Getting Caught.  A really, really well known antagonist who fought on GM's behalf for years only to abandon them entirely for Tesla, spoke out today.  I was intrigued.  What could he post that wasn't hypocritical?  After an entire decade of praising GM for the Volt's solution to "range anxiety" then abruptly switching to a Model 3, my interest was peaked.  That change from plug-in hybrid to EV and at the same time leaving behind a legacy automaker for a well investor-funded startup is something he himself would have attacked.  But then again, he was known to lie.  Being blatantly dishonest is what captured my attention.  What kind of a person simply says whatever makes them feel better.  Oh wait... you know.  Anywho, he said this: "I'd like to see this vehicle in the US, w/some cleaner styling, longer range, and 75kW DCFC."  It was about the upcoming plug-in hybrid GM is planning to rollout to the market in China.  It is a size-category one model larger than Volt.  So, we know it will require more electric power simply to maintain the same level of performance he sung praise for over the years and used to insult Prius with.  I especially remember how arrogant he was about Prime.  The obsession with power was overwhelming.  So, this quote from the article he commented about had me quite intrigued: "According to several Chinese news agencies, the maximum output of the motor is 85 kW."  That is only 114 horsepower, well under the 149 horsepower Volt delivers.  That would put it roughly in the same power-category as Prime.  I had caught him being hypocritical.  How would he respond?  Turns out, he pretended his focus was entirely on charging speed.  Everyone reading that post can see otherwise.  Figuring that would be the outcome, my comment was as follows:  Here?  In the land of vehicles where higher horsepower was claimed to be essential?  Remember all those arguments?  85 kW from a vehicle larger & heavier than the 68 kW from Prime puts many in a contradictory position.

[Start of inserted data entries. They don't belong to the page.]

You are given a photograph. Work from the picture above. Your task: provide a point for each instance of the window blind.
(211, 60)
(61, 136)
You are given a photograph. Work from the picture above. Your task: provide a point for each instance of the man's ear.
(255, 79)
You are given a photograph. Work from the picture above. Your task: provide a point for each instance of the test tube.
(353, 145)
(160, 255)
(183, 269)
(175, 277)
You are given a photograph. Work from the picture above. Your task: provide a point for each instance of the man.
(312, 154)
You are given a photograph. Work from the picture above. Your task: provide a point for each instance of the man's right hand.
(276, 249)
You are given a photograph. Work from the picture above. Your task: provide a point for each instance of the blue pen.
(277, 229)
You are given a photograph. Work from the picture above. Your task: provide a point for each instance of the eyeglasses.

Holding a Grudge.  It has been interesting to read posts from a gen-1 Prius PHV owner who was upset about the battery-pack fit.  For the past 2 years, he has done nothing but complain.  The short-sightedness of his actions and absolute refusal to look at the big picture has been very annoying to quite a number of people.  Lately, that has changed.  Now, he seems angry about everything.  There's no pleasing him on any topic.  It has been an transformation I didn't expect.  The resentment spans all topics now.  This was the most surprising: "our son is looking at an equinox (iirc) with diesel and start/stop tech, nearly doubles the mpg over gas"  Many of his posts are so vague, it's not even worth replying anymore.  In fact, he has switched to replies without quotes, just a post in the thread with an implied target.  That avoidance of detail is a dead giveaway of petulance.  I wasn't going to let that go.  So, I hit back with:  Double of 28 MPG (combined for 2018 Chevrolet Equinox FWD 1.5 L, 4 cyl, Automatic 6-spd, Turbo, Regular Gasoline) is not the 32 MPG (2018 Chevrolet Equinox FWD 1.6 L, 4 cyl, Automatic 6-spd, Turbo, Diesel) rating no matter how you consider it, nor are the city or highway ratings.  The outgoing RAV4 hybrids (to be replaced with a next-gen upgrade in a few months) delivers a 32 MPG rating and it is AWD.  There's an expectation for it to get a significant efficiency bump, much like what we just witnessed for Camry hybrid.  So, it makes no sense whatsoever to consider diesel (which is a more expensive fuel) as an efficiency choice.  We know that turbulence in the oil market is about to get worse, causing gas prices to drop.  That positions Toyota well to phaseout their top model of RAV4 as a traditional guzzler, replacing their high-end offering as a hybrid only.  It's an important step forward that should not be overlooked... though, it will be.  Toyota tends to make significant moves as subtle as possible.  Think about how effectively that sets the stage for a plug-in hybrid model of RAV4.